DETAILED DESCRIPTION OF THE DISCLOSURE
[0037] The present invention will be hereinafter described in
detail in connection with the preferred embodiments with reference
to the accompanying drawings. However, these embodiments of the
present invention are merely illustrative of easy explanation on
the contents and scope of the technical spirit of the present
invention, but the technical scope of the present invention is not
limited or modified thereby. Also, it will be understood by those
skilled in the art that various modifications and variations can be
made to the present invention without departing from the spirit and
scope of the appended claims based on the illustrative
embodiments.
[0038] FIGS. 7 and 8 are perspective views illustrating an example
of a microneedle according to the present invention and an example
of a microneedle according to the prior art, respectively.
[0039] The microneedle according to the prior art as shown in FIG.
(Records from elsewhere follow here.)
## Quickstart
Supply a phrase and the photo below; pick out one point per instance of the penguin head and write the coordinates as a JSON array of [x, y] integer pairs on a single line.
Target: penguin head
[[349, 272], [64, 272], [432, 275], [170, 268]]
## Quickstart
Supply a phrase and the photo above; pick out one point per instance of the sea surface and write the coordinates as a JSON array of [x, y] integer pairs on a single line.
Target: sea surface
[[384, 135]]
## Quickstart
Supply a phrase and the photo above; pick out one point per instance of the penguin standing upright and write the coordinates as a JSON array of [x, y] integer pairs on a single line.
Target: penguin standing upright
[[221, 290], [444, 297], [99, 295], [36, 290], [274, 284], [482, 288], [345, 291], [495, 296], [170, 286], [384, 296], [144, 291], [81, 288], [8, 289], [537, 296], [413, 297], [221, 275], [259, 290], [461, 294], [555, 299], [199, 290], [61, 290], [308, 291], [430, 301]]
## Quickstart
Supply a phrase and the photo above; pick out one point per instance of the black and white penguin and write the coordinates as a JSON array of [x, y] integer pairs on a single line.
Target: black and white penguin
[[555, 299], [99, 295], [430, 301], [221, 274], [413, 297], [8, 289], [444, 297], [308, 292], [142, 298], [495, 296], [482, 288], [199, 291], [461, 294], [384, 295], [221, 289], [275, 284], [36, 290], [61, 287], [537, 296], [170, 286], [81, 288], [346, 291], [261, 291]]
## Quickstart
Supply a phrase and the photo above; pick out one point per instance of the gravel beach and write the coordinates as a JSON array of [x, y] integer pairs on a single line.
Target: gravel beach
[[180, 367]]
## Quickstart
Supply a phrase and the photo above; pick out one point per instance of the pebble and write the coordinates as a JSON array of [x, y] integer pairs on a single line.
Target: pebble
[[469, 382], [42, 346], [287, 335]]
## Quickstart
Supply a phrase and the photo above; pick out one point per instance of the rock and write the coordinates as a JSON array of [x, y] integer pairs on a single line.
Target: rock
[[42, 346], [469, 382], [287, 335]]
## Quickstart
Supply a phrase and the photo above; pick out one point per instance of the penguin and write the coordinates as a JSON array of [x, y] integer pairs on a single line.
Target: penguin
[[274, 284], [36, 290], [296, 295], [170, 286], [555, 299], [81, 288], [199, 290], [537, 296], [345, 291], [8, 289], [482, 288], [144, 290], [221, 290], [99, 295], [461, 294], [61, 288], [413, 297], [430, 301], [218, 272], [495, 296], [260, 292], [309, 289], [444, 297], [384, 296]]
8 is constructed such that a vertical groove 1 is simply formed at
a side of an integral body 3. The integral microneedle enables
active ingredients to be rapidly transferred to a skin depth.
However, if the width of the vertical groove 1 increases so as to
increase the area where active ingredients are in close contact
with a skin, the skin may be partially pushed forcedly into the
vertical groove 1, thereby causing the vertical groove 1 to be
obstructed or clogged.
[0040] On the other hand, as shown in FIG. 7, the microneedle
according to the present invention comprises a body having a base
at one end thereof and a tip portion at the other end thereof, a
pair of projections connected to a side of the body and having a
base at one end thereof and a tip portion at the other end thereof,
and a vertical groove defined by the body and the pair of
projections. The distance between outer edges of the pair of
projections is formed to become smaller than the distance between
outer edges of the body and the upper end of each of the pair of
projections is shorter than that of the body such that a free space
is formed between the outer edges of the body and the pair of
projections.
[0041] Preferably, the pair of projections 2 and the body 3 may be
integrally formed. Also preferably, the pair of projections 2, the
base thereof, the tip portion thereof may be integrally formed Also
preferably, the body 3, the base thereof, the tip portion thereof
may be integrally formed.
[0042] When the microneedle of the present invention is applied to
the skin, the active ingredients transferred along the vertical
groove 1 can reach the free space formed between the outer edges of
the body 3 and the projections 2 adjacent to the tip 11. In this
case, since the free space increases the area in close contact with
the skin texture, it can enhance the efficiency of the diffusion of
the active ingredients diffuse into the human body.
[0043] FIGS. 9 and 10 each illustrate an example of a process for
fabricating a mold for a microneedle having a vertical groove
according to the present invention. The processes shown in FIGS. 9
and 10 have the same steps except a difference in the structure of
a light-shielding pattern, which corresponds to the vertical
groove, in the step (B). In FIGS. 9 and 10, the figures on the left
side are perspective views of the mold for the microneedle and the
figures on the right side are longitudinal cross-sectional views of
the mold.
[0044] In more detail, in the step (A), a light-shielding pattern
having the shape of a planar cross-section of the microneedle is
formed on a light-transmitting substrate.
[0045] Subsequently, in the step (B), a photoresist is coated to a
thickness corresponding to a depth of the vertical groove 1 on the
light-transmitting substrate, and the photoresist is exposed to
light using a mask having a light-shielding pattern corresponding
to the vertical groove 1 to thereby define projections 2 for the
vertical groove 1.
[0046] In the step (C), a photoresist is coated to a thickness the
same as that of the microneedle on the light-transmitting substrate
formed with the projections for the vertical groove 1, and then the
photoresist is exposed to light and developed from the bottom
surface of the light-transmitting substrate. Through this process,
a mold for the microneedle formed with the vertical groove can be
obtained.
[0047] Thereafter, although not shown, an electroplating seed layer
is deposited on the top surface of the obtained mold to form a
plating layer (step (D)), and then the plating layer is removed by
performing a plating process on the electroplating seed layer (step
(E)) to thereby obtain the microneedle formed with the vertical
groove 1. Thereafter, a finishing process may be additionally
performed in which the removed plating layer is subjected to
grinding, lapping and polishing, if necessary.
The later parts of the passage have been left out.